I think Joanie is shaping up to be the most interesting character this season. I read somewhere -- forget where, but it might have even been in our comment threads -- that season one was about the men, season two was about the women, and season three is about the children.
If this is true, then Joan might be the true grown-up. She certainly has the mature and appropriate response for everything. She's capable. Her ego is in check. It's sometimes hard to remember that she's the same woman who had that dumb affair with Roger.
That shot of the ad men standing there, slack-jawed and blood-spattered? File that one under, "a picture is worth a thousand words." I'll never get that image out of my head. And Joan had not just the right emergency response, but the right post-trauma emotional response. "He woke up this morning on top of the world, and then some secretary ran him over with a lawnmower."
Roger had some good black humor moments, too, ("It looks like Iwo Jima out there. The guy lost his foot, and he had just gotten it in the door.") At first I thought we were being led to see that Joan and Roger were actually right for each other -- same humor -- but then I changed my mind. He was joking from a place of coldness, and she was joking from a sad warmth.
Gotta love Joan.
But is Grandpa Gene a dead snake?
Theresa
Dara, yes, Peggy fainted, and that shows she's got her weaknesses-- good call!
T, I kinda liked Gene, and the idea of naming a baby after a newly dead dad... creepy, but this is the 21st C. Back then, they thought of that as an honor, I guess. Sally seems like she's reacting the way WE would, and so maybe she's our stand-in.
As far as Gene as the snake-- he's the real rival for Betty's affections. So even if he didn't mean to be a problem, as long as he was around, he gave Betty (and Sally) another male ideal, maybe?
Alicia
I was a little confused by Sally waking up screaming in the middle of the night. I thought she had awakened and saw that the doll had returned to her room and assumed that it had been scary baby Gene or the ghost of Grandpa Gene. (Remember, this is just about the time Twilight Zone aired the creepy Talky Tina episode ("Living Doll"): November, 1963.) But that wasn't mentioned as the trigger, so I'm not sure what caused the spontaneous outburst.
There was also a color thing going on. Joan wore a green dress for her going away. They mentioned that she was moving onto "greener pastures", which, of course, is where the green lawnmower belonged. And, depending on your color wheel, green is the complementary color to the red blood that splattered everywhere, including her dress. Symbolic of her ruined green pasture?

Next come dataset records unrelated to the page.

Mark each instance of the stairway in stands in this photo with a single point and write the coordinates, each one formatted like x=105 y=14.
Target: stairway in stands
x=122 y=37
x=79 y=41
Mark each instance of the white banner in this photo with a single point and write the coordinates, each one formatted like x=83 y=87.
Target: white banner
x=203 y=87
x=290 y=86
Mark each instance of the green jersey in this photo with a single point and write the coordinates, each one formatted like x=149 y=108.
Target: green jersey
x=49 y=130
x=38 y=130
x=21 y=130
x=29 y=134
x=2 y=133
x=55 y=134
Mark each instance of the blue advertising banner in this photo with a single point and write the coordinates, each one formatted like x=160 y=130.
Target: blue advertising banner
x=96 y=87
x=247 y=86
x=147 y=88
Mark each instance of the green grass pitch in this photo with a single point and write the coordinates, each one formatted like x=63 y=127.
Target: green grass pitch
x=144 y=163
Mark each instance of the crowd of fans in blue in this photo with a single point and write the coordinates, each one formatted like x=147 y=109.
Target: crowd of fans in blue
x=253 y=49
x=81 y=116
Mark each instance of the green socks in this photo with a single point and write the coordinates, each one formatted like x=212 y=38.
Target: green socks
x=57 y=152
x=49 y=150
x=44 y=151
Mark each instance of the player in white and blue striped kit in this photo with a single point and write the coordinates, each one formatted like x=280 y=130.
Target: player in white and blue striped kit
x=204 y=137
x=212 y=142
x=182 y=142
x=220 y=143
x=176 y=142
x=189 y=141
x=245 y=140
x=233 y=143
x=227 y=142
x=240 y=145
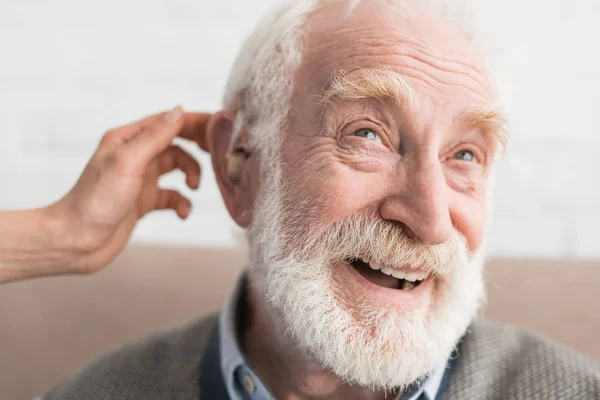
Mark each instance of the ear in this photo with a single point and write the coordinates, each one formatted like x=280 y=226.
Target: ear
x=230 y=165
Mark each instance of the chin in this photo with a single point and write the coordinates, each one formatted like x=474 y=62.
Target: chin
x=374 y=331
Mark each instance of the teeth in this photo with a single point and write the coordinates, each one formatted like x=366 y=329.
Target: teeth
x=411 y=277
x=375 y=266
x=407 y=285
x=398 y=274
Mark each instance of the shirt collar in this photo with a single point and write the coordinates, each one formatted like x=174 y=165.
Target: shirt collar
x=232 y=360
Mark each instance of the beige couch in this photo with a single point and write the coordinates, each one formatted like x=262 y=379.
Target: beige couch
x=51 y=327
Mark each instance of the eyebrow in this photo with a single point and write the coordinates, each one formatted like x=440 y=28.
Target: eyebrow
x=371 y=83
x=386 y=85
x=492 y=120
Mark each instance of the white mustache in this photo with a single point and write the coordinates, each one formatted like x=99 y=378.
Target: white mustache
x=370 y=238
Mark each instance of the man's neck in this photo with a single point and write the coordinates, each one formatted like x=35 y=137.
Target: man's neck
x=289 y=371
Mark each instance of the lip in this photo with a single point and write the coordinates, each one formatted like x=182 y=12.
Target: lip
x=356 y=284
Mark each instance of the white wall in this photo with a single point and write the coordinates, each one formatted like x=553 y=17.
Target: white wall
x=69 y=70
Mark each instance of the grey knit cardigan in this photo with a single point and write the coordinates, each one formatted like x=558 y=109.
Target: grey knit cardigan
x=493 y=362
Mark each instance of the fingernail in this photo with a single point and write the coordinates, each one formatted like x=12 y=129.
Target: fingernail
x=174 y=115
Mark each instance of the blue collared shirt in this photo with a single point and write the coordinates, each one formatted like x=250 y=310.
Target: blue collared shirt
x=242 y=382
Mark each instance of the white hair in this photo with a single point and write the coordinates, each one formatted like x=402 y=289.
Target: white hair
x=297 y=280
x=261 y=82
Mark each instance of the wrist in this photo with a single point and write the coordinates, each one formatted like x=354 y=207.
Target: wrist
x=34 y=243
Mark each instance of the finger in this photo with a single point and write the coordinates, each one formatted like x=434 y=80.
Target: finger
x=154 y=138
x=175 y=157
x=173 y=200
x=123 y=134
x=194 y=128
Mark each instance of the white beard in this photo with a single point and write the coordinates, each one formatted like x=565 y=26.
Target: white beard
x=370 y=343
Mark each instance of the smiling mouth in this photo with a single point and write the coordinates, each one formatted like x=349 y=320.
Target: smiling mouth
x=392 y=278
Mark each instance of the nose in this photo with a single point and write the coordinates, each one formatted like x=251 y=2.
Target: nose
x=420 y=202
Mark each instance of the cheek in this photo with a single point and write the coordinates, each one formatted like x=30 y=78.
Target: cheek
x=333 y=189
x=468 y=215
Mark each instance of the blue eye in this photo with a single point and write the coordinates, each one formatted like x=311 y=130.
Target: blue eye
x=465 y=155
x=368 y=134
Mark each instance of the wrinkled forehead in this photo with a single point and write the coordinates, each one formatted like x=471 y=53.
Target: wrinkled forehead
x=422 y=47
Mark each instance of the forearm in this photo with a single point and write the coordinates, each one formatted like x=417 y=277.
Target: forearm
x=33 y=243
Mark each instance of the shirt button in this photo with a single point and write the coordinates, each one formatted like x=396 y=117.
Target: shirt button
x=249 y=384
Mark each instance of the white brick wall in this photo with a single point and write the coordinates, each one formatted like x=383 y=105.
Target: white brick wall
x=69 y=70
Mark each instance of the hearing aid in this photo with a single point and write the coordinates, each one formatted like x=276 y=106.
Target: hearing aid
x=235 y=164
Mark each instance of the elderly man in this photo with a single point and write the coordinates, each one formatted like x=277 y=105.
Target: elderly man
x=356 y=146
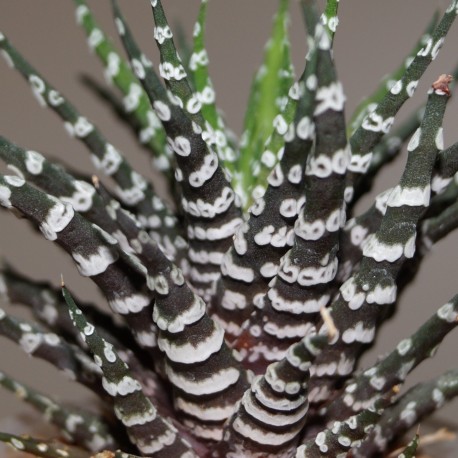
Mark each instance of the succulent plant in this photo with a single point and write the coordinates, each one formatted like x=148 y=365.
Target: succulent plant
x=248 y=296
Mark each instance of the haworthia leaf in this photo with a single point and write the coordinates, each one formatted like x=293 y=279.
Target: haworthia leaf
x=146 y=428
x=267 y=97
x=369 y=103
x=198 y=66
x=135 y=102
x=79 y=426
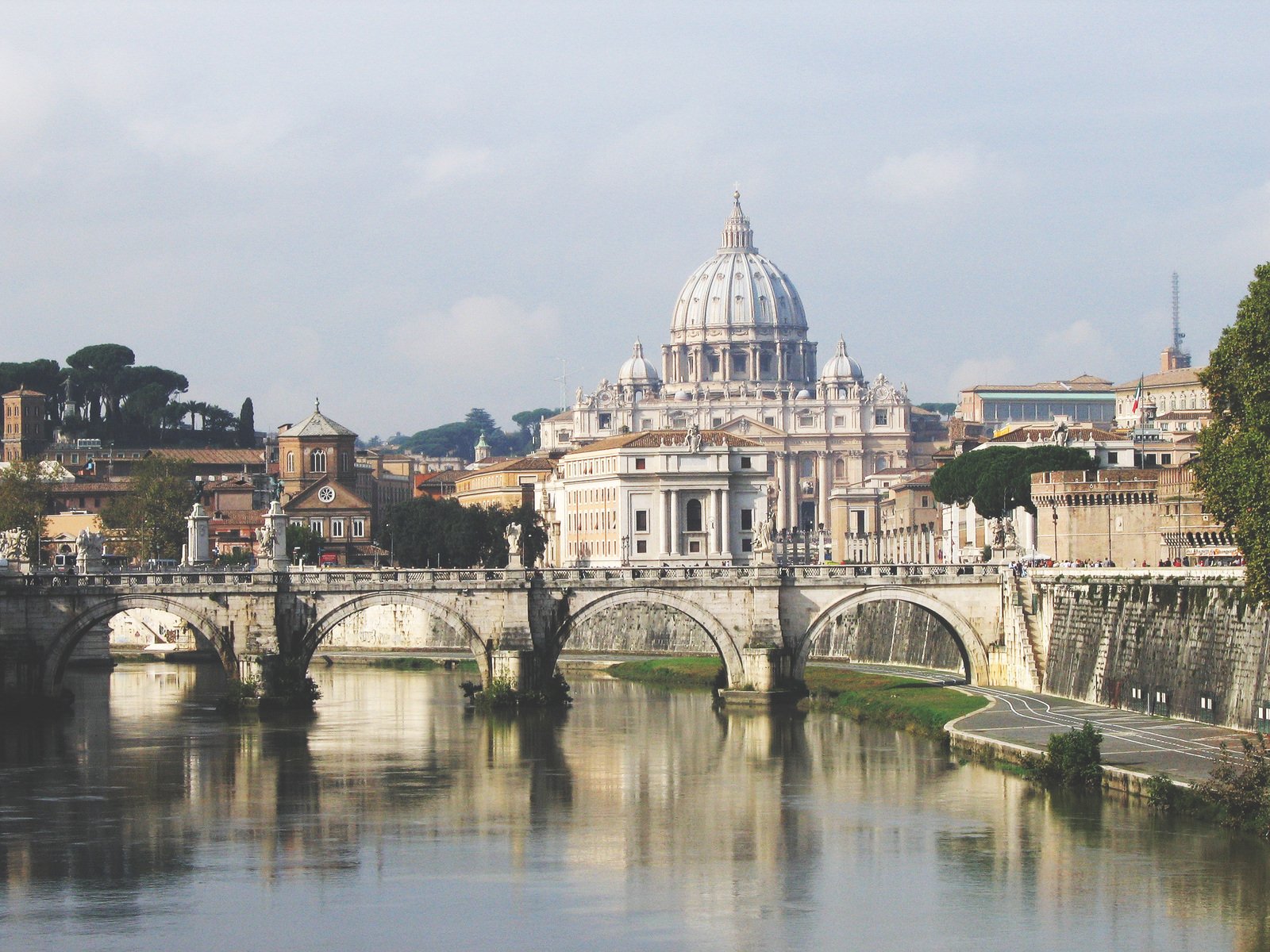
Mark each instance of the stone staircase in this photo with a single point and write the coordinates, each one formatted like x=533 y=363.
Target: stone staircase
x=1022 y=622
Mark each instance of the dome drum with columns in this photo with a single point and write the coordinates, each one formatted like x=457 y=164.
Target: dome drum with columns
x=740 y=361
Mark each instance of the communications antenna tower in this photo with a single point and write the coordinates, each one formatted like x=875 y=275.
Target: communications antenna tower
x=1180 y=357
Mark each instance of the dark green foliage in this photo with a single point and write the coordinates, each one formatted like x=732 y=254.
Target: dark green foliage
x=1072 y=759
x=152 y=517
x=309 y=543
x=1240 y=786
x=239 y=695
x=287 y=685
x=999 y=478
x=247 y=425
x=502 y=696
x=460 y=438
x=442 y=533
x=25 y=498
x=1233 y=448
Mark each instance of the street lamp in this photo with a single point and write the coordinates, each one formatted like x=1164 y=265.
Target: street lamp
x=1054 y=511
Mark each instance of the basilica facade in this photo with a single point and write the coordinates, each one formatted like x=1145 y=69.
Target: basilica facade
x=740 y=362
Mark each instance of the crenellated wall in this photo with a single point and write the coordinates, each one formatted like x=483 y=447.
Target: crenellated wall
x=1174 y=636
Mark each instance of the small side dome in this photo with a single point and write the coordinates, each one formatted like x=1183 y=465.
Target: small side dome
x=840 y=367
x=638 y=372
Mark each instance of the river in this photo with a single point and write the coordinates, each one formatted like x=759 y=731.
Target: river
x=641 y=819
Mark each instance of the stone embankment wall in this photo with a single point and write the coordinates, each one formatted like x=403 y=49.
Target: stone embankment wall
x=1176 y=643
x=889 y=632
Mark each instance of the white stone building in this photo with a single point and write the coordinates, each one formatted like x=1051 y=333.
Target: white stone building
x=740 y=361
x=657 y=497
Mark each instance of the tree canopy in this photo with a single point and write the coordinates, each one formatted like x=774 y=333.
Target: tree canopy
x=1233 y=465
x=999 y=479
x=460 y=438
x=25 y=494
x=442 y=533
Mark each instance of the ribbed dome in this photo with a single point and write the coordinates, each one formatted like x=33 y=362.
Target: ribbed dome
x=840 y=367
x=738 y=287
x=637 y=371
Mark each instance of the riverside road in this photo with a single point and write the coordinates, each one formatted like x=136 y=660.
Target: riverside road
x=1185 y=750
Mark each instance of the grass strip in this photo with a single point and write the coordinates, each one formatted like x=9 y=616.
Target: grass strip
x=690 y=672
x=916 y=706
x=876 y=698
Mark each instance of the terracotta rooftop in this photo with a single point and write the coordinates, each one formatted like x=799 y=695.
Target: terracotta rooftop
x=213 y=457
x=652 y=440
x=1086 y=382
x=1179 y=378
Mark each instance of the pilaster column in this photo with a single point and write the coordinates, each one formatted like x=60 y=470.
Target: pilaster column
x=822 y=509
x=725 y=524
x=783 y=492
x=664 y=524
x=675 y=522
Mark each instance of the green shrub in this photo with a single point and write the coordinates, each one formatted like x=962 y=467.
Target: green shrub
x=239 y=695
x=1240 y=786
x=501 y=695
x=1072 y=759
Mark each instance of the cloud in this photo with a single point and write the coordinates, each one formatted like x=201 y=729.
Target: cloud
x=487 y=349
x=238 y=143
x=446 y=167
x=931 y=175
x=973 y=371
x=25 y=98
x=1077 y=336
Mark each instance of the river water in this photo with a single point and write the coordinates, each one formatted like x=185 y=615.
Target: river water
x=641 y=819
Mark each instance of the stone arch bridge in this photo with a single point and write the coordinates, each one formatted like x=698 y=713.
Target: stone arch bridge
x=764 y=621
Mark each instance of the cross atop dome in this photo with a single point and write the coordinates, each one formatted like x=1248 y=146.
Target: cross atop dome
x=737 y=234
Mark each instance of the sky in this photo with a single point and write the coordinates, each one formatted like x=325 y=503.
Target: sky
x=413 y=209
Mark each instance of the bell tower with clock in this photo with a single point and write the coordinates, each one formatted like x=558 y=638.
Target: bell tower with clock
x=314 y=450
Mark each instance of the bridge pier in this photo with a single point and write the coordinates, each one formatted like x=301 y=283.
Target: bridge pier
x=768 y=679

Ooh, Adrian, good catch on the color thing. I hadn't thought about that. Now I want to go back and find other uses of green and red in the episode!
I do think the doll was the trigger for the screaming. The doll is symbolic of baby Gene/dead Gene on some level, and Sally threw the doll into the bushes. Just as she rejected the baby and refuses to go near him, she rejected the doll.
You know, I forgot to mention this, but I loved the use of fairies to explain the note card on the doll. In the earliest fairy myths, fairies are the spirits of the dead. So there's another conflation of the two Genes -- dead Gene the fairy wrote the note card for the baby Gene.
Interesting stuff.
Theresa
I remember an amazing short story (well, of course, not the title or author) where a little boy recently lost his mother. He has misplaced a beloved toy, and his father, not wanting him to feel more pain, hears him praying to God that the toy would be recovered. Well, Dad goes out and gets him a replacement toy and tells him, "I found it!" and the boy thinks his prayer was answered. Then Dad hears him praying to God that his mom will come back.
Great use of irony and pathos-- and "wrong thing for the right reason" action. (Anyone know this story? I'd love to use it in a class.)
Anyway, Don did the wrong thing for the right reason, but at least he is trying!
I think what is traumatizing Sally is death. And how weird that her baby brother is the "reincarnation"-- death is scary enough.